I've even taken her to highly populated places, like Costco, and donning the cutest possible hat I could find in her collection, I had three strangers tell me, "What a cute hat."

I think the final straw broke last week when I went makeup shopping for the first time in about a year, and the saleslady said to me, "Oh, look at your baby! How old is she?"

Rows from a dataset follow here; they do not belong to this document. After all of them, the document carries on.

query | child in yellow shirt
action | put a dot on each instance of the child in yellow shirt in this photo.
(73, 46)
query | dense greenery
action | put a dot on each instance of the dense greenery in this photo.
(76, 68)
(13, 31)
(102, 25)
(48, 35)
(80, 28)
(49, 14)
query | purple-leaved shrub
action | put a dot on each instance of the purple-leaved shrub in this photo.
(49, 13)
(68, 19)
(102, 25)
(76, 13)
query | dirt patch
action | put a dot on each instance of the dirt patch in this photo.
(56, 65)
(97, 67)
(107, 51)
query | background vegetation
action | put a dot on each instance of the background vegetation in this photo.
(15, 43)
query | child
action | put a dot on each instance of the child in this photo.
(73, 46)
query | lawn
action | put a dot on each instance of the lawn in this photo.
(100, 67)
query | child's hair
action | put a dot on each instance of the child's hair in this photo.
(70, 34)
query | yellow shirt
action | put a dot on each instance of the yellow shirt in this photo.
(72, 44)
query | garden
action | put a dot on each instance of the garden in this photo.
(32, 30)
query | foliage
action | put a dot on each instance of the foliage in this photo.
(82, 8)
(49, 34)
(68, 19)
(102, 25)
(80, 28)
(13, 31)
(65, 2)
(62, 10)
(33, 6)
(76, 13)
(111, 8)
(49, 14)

Proudly, I tell her that she'll be six months in a couple of weeks. To which the saleslady replies, "Oh, you should have seen the cutest little six month old boy just came through here with his mom."

GAAAAHHHHHH!!!!!

I know that I'm probably being a little bit too touchy with this whole, "Isn't my baby cute?" issue, but I just hate the thought that I'm actually one of those parents with a not-so-cute baby who is in blind denial of the fact. In fact, I'm going to stick to my instincts with this one, and claim that people do find her to be beautiful, but they just don't have the nerve to tell her to her face.

1 comment:

  1. She is beautiful!
    My biggest pet peeve is when people dote on our dog without the slightest mention of my beautiful babies...and it's not like our dog is one that you would really consider 'cute'.
    Have you considered that you are in fact the one who is unapproachable? Maybe is the bottle of Purell that you extend to every stranger walking by forcing them to cleanse themselves before so much as talking to your precious baby.